Los dos nos echamos a reír y nos giramos en la cama, hasta colocarme encima.
—Cariño, a ti te lo han hecho muy mal en el pasado.
Arqueo una ceja.
—Tú qué sabrás.
—Sé que si te lo hubiera hecho yo, ahora mismo me estarías pidiendo sin parar que repitiera. —Niego con la cabeza—. No quiero insistir, que conste. Ahora quiero correrme.
—¿Dónde? —pregunto y lo meto en mi interior.
Gabriel gime en un gruñido y dice algo que me sonroja.

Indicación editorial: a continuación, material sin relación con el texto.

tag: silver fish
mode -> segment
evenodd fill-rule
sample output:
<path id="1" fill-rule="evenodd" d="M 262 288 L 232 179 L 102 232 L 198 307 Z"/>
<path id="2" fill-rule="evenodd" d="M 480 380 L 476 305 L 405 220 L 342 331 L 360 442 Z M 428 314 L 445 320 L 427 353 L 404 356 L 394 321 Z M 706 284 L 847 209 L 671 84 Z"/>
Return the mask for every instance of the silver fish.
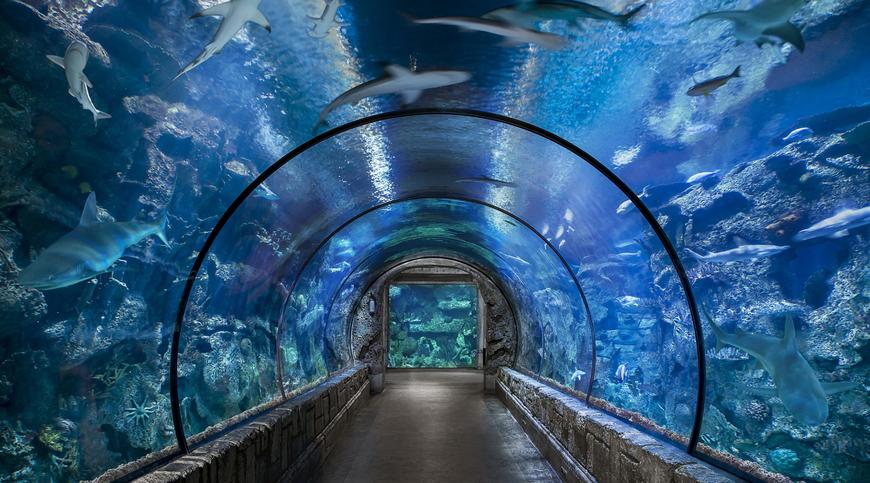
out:
<path id="1" fill-rule="evenodd" d="M 740 77 L 739 65 L 736 69 L 734 69 L 734 72 L 728 75 L 721 75 L 719 77 L 714 77 L 712 79 L 698 82 L 697 84 L 693 85 L 688 91 L 686 91 L 686 94 L 690 96 L 709 96 L 711 92 L 724 86 L 728 83 L 728 81 L 735 77 Z"/>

—Quiero correrme en tu culo —dice mientras yo me muevo sobre él.
—Correrte en mi…
—Sí. —Empieza a penetrarme tan rápida e intensamente desde abajo que asiento.
—Sí —le digo.
Sus manos en mi cintura me empujan a él y me alejan; sus dedos se clavan en mi carne y se mueve, desde debajo de mí, clavándose hasta lo más hondo de mi cuerpo, llevándome de viaje al techo. Le toco el pecho, subo por su cuello y paso las yemas de mis dedos por sus labios.
—Ya… —Cierra los ojos como si estuviera controlándose para no irse y verme moviéndome así no le ayudase—. Estoy a punto…
Me quito de encima de él y Gabriel se mueve en la cama hasta darme la vuelta y quedar detrás de mí. Me levanta el trasero, yo meto la mano entre las piernas para tocarme, pero él la aparta y, colándose entre mis nalgas, se corre sin llegar a penetrarme, con un gruñido de placer.
Oh, Dios, ahora estoy aún más caliente que antes.
—Como no hagas que me corra me voy a morir… —me quejo.
Voy a levantarme para limpiarme su semen, pero Gabriel me mantiene en la misma postura, firme. Su erección no ha bajado y la pasea por mi sexo. Desespero, gimo, jadeo, grito… pero nada.
—Tócame…, fóllame, por favor —suplico con la cara en la almohada.
Gabriel me penetra un par de veces y sale de mí.
—Es que no estoy seguro de que quieras terminar ya —dice en un tono de burla sádico.
—Joder…, claro que quiero.
—Y cómo quieres que lo haga.
—Fóllame. Móntame. Hazme el amor. Lo que quieras, pero hazlo.
—¿Lo que quiera?
—Sí… —jadeo.
—¿Y si quiero metértela por el culo?
—¡Hazlo, joder, hazlo! ¡Métela por donde quieras!
—Te lo dije… terminarías pidiéndomelo. —Y cuando me quiero dar cuenta está dentro de mí otra vez, pero entre mis labios vaginales, abriéndome, llenándome como siempre. Me gira en la cama, me abre las piernas y se tumba encima. Me penetra otra vez antes de decir—: Jamás haré nada que no te apetezca y te haga gritar. ¿Es que no ves que he nacido para complacerte?
Y sin poder hacer nada más, arqueo la espalda y me corro con sus labios sobre los míos. Y el orgasmo es devastador, largo e intenso, como un latigazo.
Y entre el sudor, mi humedad y su semen, vamos dejando la cama perdida también de recuerdos. Estas sábanas las meteré yo misma en la lavadora, si es que al intentar quitarlas no me plantan cara.